Le vaillant Procureur de Saint-Quentin tirait tout le parti qu'il pouvait dans son arrondissement des lois et des mesures propres à faire régner la morale et la religion.

Signalons sa noble attitude relativement à la vente des livres subversifs, au repos Dominical et à la loi sur les sacrilèges.

Deux fois, il intervient pour essayer d'opposer une digue à la diffusion des livres impies et licencieux.

Le 9 août 1824, il transmet aux juges de Paix et aux Notaires de l'arrondissement une circulaire du Garde des sceaux, relative aux ventes d'objets qui sont du domaine de l'imprimerie et de la librairie.

L'intention du Garde des sceaux est excellente. Les officiers ministériels, chargés des ventes publiques, ne doivent pas se faire les complices de la mauvaise presse. Ils doivent écarter des ventes publiques tous les livres pernicieux.

M. Fouquier signale la gravité du danger. «Avec des livres, aujourd'hui, on ébranle un empire. - Avec les mauvais livres on gâte les cœurs et on pervertit les esprits. - Chacun, aujourd'hui, est tourmenté du besoin de connaître et surtout du besoin de juger. Il n'est point de contrée, point d'âge, point de disposition, qui soient étrangers à cette espèce de maladie contemporaine; et les livres qui attaquent les principes politiques, moraux et religieux, au profit de la plus grande indépendance des esprits et des actions, sont plus

avidement recherchés que les autres.

Ce penchant du siècle étant bien connu, les écrits destinés à le flatter ont dû se multiplier. Comment garantir du poison qu'ils renferment ces jeunes générations déjà assez compromises par les exemples de la génération-mère?».

Après ces observations si sages, M. Fouquier proposait le palliatif indiqué par le Garde des sceaux.
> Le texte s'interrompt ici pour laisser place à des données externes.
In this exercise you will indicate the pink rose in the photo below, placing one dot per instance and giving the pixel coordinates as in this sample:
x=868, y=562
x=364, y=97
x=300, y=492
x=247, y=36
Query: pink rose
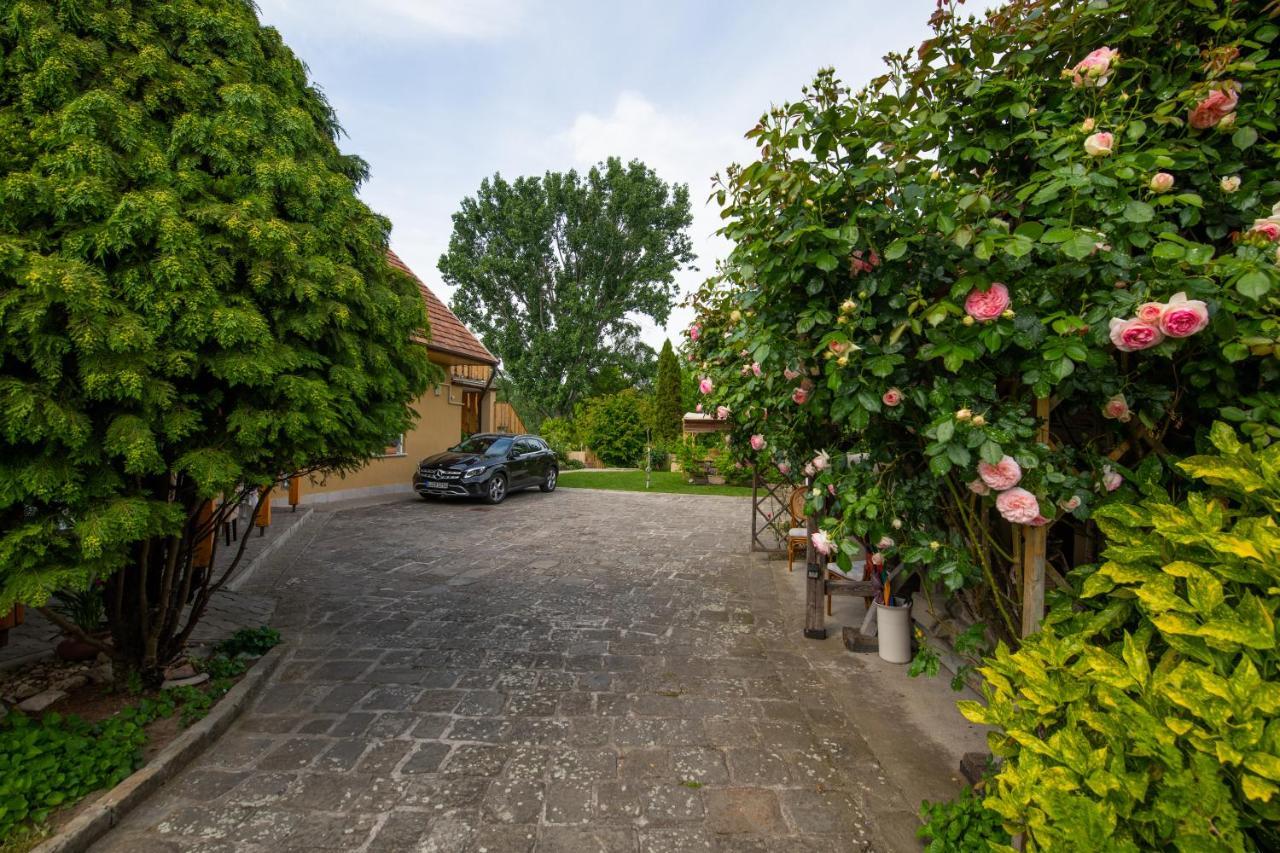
x=1161, y=182
x=1183, y=316
x=1098, y=145
x=1216, y=106
x=1018, y=506
x=1095, y=69
x=1130, y=336
x=1150, y=313
x=822, y=543
x=1002, y=475
x=1269, y=228
x=1116, y=409
x=987, y=305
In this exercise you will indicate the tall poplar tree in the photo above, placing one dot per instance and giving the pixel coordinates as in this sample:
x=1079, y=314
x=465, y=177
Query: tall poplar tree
x=193, y=302
x=552, y=273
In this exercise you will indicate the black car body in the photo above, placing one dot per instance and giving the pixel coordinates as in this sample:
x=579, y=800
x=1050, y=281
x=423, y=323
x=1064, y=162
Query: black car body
x=488, y=465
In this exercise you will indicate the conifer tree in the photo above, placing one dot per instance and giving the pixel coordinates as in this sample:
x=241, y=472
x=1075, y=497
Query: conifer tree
x=193, y=302
x=668, y=409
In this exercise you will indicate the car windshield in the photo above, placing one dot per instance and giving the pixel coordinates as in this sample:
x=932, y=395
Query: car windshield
x=484, y=446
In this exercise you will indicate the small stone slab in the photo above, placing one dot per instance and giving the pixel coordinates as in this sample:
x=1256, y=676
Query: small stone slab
x=41, y=701
x=858, y=642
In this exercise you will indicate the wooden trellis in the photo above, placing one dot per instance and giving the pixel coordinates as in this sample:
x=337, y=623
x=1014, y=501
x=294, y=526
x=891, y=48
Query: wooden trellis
x=771, y=519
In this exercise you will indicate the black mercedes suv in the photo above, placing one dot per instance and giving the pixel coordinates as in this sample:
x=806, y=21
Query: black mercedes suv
x=488, y=465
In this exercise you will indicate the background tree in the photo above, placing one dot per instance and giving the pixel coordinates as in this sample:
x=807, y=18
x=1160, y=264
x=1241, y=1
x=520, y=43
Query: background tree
x=552, y=273
x=668, y=405
x=193, y=302
x=615, y=427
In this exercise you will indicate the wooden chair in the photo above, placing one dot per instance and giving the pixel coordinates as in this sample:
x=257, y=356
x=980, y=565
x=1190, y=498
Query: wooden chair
x=798, y=537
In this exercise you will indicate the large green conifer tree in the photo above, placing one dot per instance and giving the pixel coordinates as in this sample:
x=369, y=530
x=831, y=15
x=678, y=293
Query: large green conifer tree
x=668, y=409
x=193, y=302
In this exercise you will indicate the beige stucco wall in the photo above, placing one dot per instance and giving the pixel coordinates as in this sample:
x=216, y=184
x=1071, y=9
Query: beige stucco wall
x=439, y=427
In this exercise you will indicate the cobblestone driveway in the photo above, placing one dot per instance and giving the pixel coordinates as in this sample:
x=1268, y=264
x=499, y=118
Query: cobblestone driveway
x=577, y=671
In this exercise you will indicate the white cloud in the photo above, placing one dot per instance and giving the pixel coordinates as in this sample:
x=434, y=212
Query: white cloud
x=478, y=19
x=681, y=149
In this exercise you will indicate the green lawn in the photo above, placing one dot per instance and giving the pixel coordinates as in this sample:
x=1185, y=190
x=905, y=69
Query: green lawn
x=634, y=482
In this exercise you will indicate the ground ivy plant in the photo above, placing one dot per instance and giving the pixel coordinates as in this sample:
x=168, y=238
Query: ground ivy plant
x=1147, y=715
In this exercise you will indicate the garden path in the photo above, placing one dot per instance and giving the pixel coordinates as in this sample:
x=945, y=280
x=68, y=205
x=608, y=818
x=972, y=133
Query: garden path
x=572, y=671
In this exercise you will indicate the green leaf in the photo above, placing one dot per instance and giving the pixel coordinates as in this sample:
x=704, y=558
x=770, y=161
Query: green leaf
x=895, y=250
x=1244, y=137
x=826, y=261
x=1138, y=211
x=1255, y=284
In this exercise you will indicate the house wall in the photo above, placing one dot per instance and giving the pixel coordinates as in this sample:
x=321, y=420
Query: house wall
x=439, y=427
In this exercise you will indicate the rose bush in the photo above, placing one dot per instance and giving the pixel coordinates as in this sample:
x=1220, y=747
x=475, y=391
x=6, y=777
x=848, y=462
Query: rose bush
x=979, y=229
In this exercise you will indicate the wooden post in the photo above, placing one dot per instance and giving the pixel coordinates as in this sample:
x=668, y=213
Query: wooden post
x=814, y=583
x=263, y=516
x=202, y=555
x=1034, y=546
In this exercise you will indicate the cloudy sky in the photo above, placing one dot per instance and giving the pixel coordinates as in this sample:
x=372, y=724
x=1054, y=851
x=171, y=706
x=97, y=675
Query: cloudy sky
x=439, y=94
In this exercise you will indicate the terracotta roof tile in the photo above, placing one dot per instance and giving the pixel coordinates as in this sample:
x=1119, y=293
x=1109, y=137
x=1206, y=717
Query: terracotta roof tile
x=448, y=334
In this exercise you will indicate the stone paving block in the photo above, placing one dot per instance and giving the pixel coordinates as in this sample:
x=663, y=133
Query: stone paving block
x=735, y=811
x=558, y=708
x=699, y=763
x=598, y=839
x=383, y=757
x=672, y=803
x=293, y=755
x=753, y=766
x=513, y=801
x=568, y=802
x=822, y=812
x=426, y=758
x=472, y=760
x=504, y=839
x=675, y=840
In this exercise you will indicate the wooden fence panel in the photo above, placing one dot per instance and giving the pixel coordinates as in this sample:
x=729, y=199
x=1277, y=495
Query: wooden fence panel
x=506, y=420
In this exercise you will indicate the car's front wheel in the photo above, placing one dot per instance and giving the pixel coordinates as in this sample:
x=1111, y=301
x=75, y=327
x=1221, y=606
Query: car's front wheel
x=497, y=488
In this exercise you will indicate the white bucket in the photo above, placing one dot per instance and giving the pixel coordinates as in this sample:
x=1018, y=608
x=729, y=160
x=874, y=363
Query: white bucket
x=894, y=629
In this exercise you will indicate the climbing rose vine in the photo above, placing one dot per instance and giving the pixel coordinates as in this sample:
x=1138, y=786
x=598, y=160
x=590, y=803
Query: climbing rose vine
x=1059, y=208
Il consistait seulement à écarter des ventes publiques les mauvais livres, après avoir consulté M. le Procureur.

M. Fouquier souffrait trop de voir grandir le mal, pour ne pas y chercher de meilleurs remèdes.

Au mois d'août 1826, frappé de la gravité du mal et à la vue du péril social grandissant, il en réfère au ministère.

«Tant de dénonciations, dit-il, lui sont parvenues de la part des chefs d'institutions, de la part des chefs de famille de la ville et de la campagne, sur la facilité que trouvent leurs jeunes gens à se procurer les mauvais livres; tant d'instances lui ont été adressées dans cet intérêt, universellement regardé, et avec raison, comme la sauve-garde de l'honneur des particuliers et de la morale publique, qu'il a dû reconnaître que c'était là le siège du mal qui travaille la société, et qu'il était temps d'y pourvoir».

Il remarque avec raison que la liberté dont jouit tout homme, en France, par la Constitution, de professer telle opinion religieuse, politique et morale que bon lui semble, doit s'arrêter là où il y a, dans les doctrines qui en résultent, des causes de perturbation sociale.

Il est clairvoyant quand il dit: «Le déluge de livres infâmes qui semblent comme sortir de terre, renferme, il n'en faut point douter, le germe de quelque grande catastrophe morale, plus ou moins éloi­gnée».

Il signale les conséquences désastreuses de la corruption de la jeunesse. Par suite de la licence qui règne dans les lectures et dans les moeurs au foyer de la famille, l'enfant entre dans la vie sociale avec une innocence déjà flétrie. Il a connu le mal avant que son intelligence ne se soit ouverte à la pensée de Dieu et aux enseigne­ments de la religion. Sur les bancs de l'école, le poison, apporté du foyer domestique, circule de main en main. De là des cœurs gangrenés par des habitudes vicieuses: ce qui est manifesté chaque année par le recrutement militaire.

«Que nous serions répréhensibles, ajoutait M. Fouquier, si nous n'usions pas de tout ce qu'il y a en nous de volonté, de pouvoir, d'activité, de moyens, pour venir au secours d'une société qui court au naufrage».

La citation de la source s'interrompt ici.